Willerth’s experiment printed neural tissues, which form the main part of our nervous system and are responsible for such things as motor skills and cognitive abilities.
The study team—including first author Milena Resten Perez, an undergraduate in biomedical engineering at UVic and a recent Irving K Barber scholarship recipient—found that, when compared with a 2D cell culture plate that included MSC, the 3D version showed less cell death and more electrical activity.
“Our lab has done a lot of work with neural tissues, but not with printing cultured neural tissues,” says Willerth. “In this study, we were able to print tissues that function similarly to neural tissues found in the brain.”
Willerth is currently bioprinting with stem cells derived from Alzheimer’s patients to help track their symptoms. “If we can find a medication that could reverse symptoms in these tissues, we could potentially prescribe it back to patients.”
“Bioprinting tissues and testing the effectiveness of medications on them could be used to find treatments for many conditions, including cancers and neurological diseases.”
This model is also more cost-effective, says Willerth—a simple blood draw from a patient may be all that is required to produce tissue samples. It is also more accurate and less labour-intensive than using animal models, she adds.
“When we use actual patient cells, we have human biology to improve the accuracy of the tests.”
Medication screening for conditions such as Alzheimer’s are not as robust as they could be, says Willerth, who has seen the effects of the disease first-hand through her grandparents. A personalized approach could test multiple drugs to target the disease morphologies specific to each patient much faster.

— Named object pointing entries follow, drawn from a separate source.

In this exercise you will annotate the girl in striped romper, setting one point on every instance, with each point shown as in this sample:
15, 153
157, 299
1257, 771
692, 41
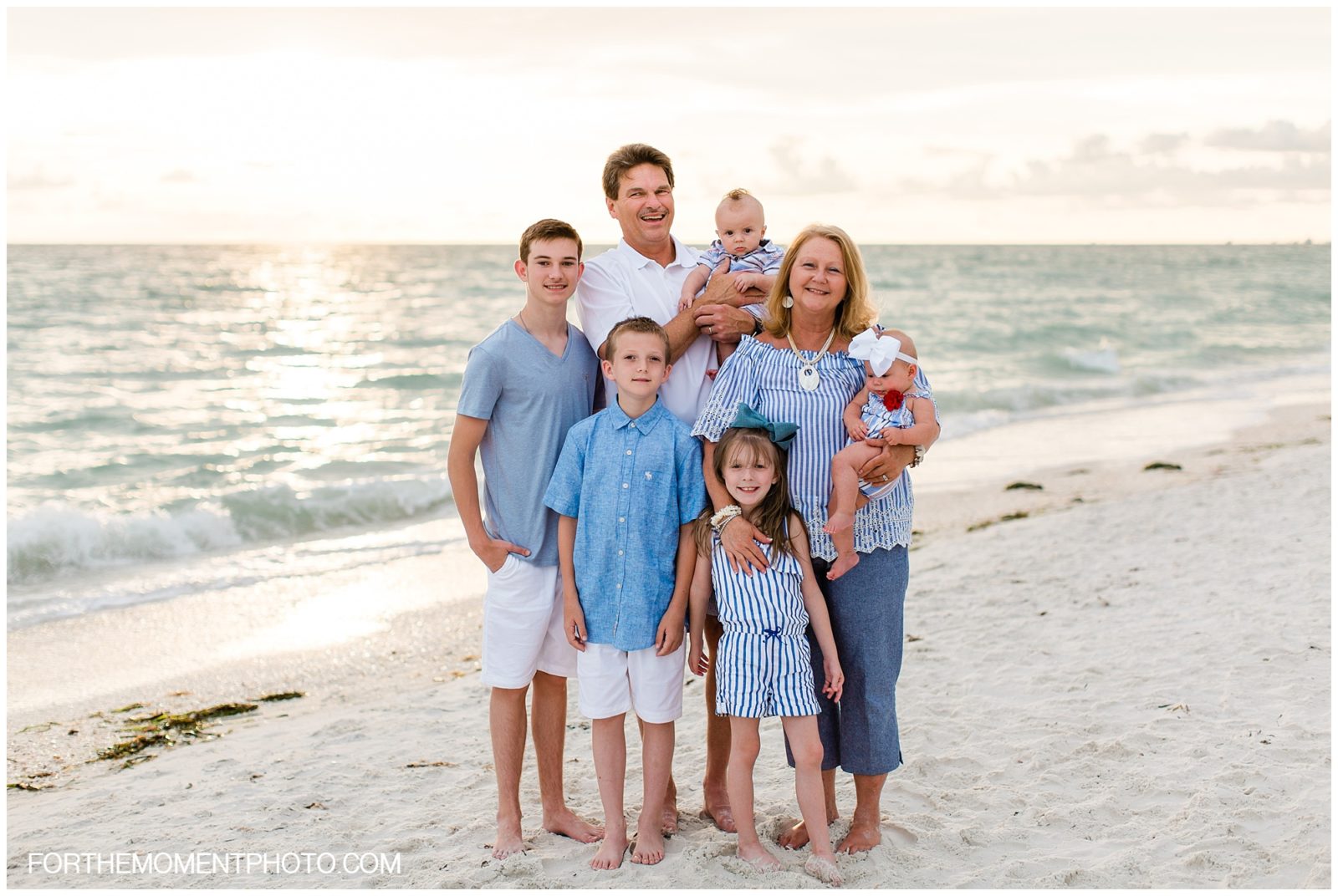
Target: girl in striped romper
763, 661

3D printing biotissues of the brain and spinal cord are still emerging areas, notes Willerth. Now, thanks to research, “our lab can not only bioprint, but we can keep these tissues for a long time and characterize them. And they do actually resemble the tissues that you would find in the brain or spinal cord.”
Dr. Stephanie Willerth is a principal investigator at the International Collaboration On Repair Discoveries, a member of the Centre for Advanced Materials and Related Technology and an associate member of the Centre for Brain Health. She is an affiliate professor with the School of Biomedical Engineering at the University of British Columbia, and a professor and Canada Research Chair in Biomedical Engineering at the University of Victoria (UVic).